Richard, you're the type of person I could show a picture of Paris Hilton, and you would say "But what if she turned out to be intelligent?"

Motorized pepper grinder?

Speed has never killed anyone - suddenly becoming stationary, that's what gets you. - SMC Digital

I do not understand why some people refer to their cars as "She" , lovingly. You never screw your car.

Regarding driving a Reliant Robin: "What we're about to do is about as dangerous as...inviting your mum over for an evening on ChatRoulette."
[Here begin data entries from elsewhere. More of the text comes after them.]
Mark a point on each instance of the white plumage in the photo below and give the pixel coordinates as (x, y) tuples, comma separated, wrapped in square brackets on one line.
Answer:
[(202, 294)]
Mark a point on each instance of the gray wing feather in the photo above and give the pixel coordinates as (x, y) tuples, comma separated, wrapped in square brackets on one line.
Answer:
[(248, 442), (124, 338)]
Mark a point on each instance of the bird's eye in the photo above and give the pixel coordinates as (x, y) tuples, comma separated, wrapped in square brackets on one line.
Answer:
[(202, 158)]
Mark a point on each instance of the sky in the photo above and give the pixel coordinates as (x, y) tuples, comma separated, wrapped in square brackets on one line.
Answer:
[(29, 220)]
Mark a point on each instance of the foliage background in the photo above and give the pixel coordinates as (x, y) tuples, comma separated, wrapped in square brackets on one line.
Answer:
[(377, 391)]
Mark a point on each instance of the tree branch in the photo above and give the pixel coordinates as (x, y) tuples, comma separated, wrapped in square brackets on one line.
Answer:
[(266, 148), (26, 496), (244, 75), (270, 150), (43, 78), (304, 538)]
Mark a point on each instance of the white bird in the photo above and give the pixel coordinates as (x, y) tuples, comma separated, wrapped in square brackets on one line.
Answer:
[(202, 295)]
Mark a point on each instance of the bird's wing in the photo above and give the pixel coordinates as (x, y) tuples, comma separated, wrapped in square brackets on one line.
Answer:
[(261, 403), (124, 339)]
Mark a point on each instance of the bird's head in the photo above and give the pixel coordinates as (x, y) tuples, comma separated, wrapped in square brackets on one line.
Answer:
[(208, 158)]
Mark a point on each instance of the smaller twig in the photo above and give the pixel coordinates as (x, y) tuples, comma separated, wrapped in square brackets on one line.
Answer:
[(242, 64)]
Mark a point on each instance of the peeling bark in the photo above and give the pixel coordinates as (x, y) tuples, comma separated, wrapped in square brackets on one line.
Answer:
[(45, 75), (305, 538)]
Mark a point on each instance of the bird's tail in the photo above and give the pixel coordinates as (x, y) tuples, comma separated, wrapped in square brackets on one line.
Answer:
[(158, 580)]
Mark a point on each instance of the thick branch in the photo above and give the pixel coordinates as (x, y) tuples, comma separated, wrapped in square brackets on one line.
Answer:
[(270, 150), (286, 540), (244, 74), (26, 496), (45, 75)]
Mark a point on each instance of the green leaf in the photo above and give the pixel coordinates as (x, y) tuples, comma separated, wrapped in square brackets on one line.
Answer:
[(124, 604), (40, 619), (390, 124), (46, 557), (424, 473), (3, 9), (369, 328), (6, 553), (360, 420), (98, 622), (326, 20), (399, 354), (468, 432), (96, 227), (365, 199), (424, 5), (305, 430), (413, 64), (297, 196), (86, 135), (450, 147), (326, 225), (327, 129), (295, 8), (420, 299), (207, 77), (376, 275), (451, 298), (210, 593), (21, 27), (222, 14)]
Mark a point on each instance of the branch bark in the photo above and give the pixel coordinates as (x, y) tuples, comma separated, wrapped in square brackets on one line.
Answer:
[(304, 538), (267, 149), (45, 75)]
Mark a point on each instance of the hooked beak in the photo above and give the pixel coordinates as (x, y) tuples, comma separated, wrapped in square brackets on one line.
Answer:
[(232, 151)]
When it comes to getting 100,000 twitter followers, Ladsta is your best bet. For only 49.99, you can get 100,000 followers sent to your twitter account.

During the Bugatti vs airplane trip "I will not be beaten by Captain Slow's flying washing machine!"

"Now, Rich, would you like some pu-sy? (...) Pu-sy, energy drink"

In the olden days, Ferrari used to build their racing cars with a lot of passion and enthusiasm. Then, on lap 3 as often as not, they would explode into a passionate and enthusiastic fireball. Since then, they've started building their racing cars with with science and math...

Clarksonisms

Affectionately referred to as Clarksonisms, Top Gear presenter Jeremy Clarkson's quips are the stuff of legends among car enthusiasts...

When you're done here, check out our car fail site!